KNOXVILLE, TENN. – The University of Tennessee Institute of Agriculture recently announced that a research team was awarded $1 million to create and implement a computer vision system to monitor poultry production.
The grant for this research was funded by the Agriculture and Food Research Initiative, a competitive grants program of the USDA National Institute of Food and Agriculture.
Precision livestock farming (PLF) systems have been used on larger animals to monitor activity, agitation, and other animal stress and welfare indications. However, the Tennessee researchers said that monitoring poultry has proven to be more difficult with smaller animals and higher populations in systems.
This project from Tennessee involves creating a computer vision system to track animal-based measures (ABMs) for poultry in real time.
Using light-weight deep learning and algorithms to identify individual birds, the program will track welfare-related comfort behaviors like stretching, preening and dustbathing as well as production-related behaviors like eating and drinking.
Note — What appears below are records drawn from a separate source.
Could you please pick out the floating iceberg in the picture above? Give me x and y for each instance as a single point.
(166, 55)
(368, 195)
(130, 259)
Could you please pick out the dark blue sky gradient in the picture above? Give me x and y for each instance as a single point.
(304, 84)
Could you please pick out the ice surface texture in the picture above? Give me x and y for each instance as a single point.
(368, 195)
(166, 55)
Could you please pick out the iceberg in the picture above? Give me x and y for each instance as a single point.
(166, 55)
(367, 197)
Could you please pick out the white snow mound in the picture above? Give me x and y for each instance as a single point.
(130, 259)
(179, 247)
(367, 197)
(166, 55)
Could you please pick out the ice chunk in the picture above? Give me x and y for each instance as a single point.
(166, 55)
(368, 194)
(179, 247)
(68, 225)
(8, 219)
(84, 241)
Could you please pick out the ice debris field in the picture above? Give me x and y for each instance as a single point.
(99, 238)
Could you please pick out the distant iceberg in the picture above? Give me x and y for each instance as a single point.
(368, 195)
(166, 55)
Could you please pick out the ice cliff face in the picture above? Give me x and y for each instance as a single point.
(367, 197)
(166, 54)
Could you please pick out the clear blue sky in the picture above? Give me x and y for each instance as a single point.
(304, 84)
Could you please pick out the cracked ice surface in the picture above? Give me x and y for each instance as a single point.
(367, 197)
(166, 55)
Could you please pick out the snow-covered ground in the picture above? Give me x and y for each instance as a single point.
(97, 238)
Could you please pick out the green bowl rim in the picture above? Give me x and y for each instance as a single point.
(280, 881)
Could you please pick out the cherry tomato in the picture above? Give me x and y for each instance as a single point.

The researchers will then develop a benchmark database with detailed notes on the birds’ behaviors.
The artificial intelligence and video image analysis will allow researchers to examine the poultry’s animal-based measures with management factors and collect baseline data. Researchers estimated that it cost would be $2,500 per house.
“Despite strong interest in PLF for poultry farming across the world, few systems have been developed for the commercial production environments,” said Yang Zhao, assistant professor in the UTIA Department of Animal Science. “This project provides us timely supports to develop an affordable PLF system that may assist broiler growers to automatically collect bird behavioral responses and better manage the flocks at commercial farms.”
Full funding for the project was announced on Feb. 2, and Zhao and his team expects to demonstrate the system in 2025.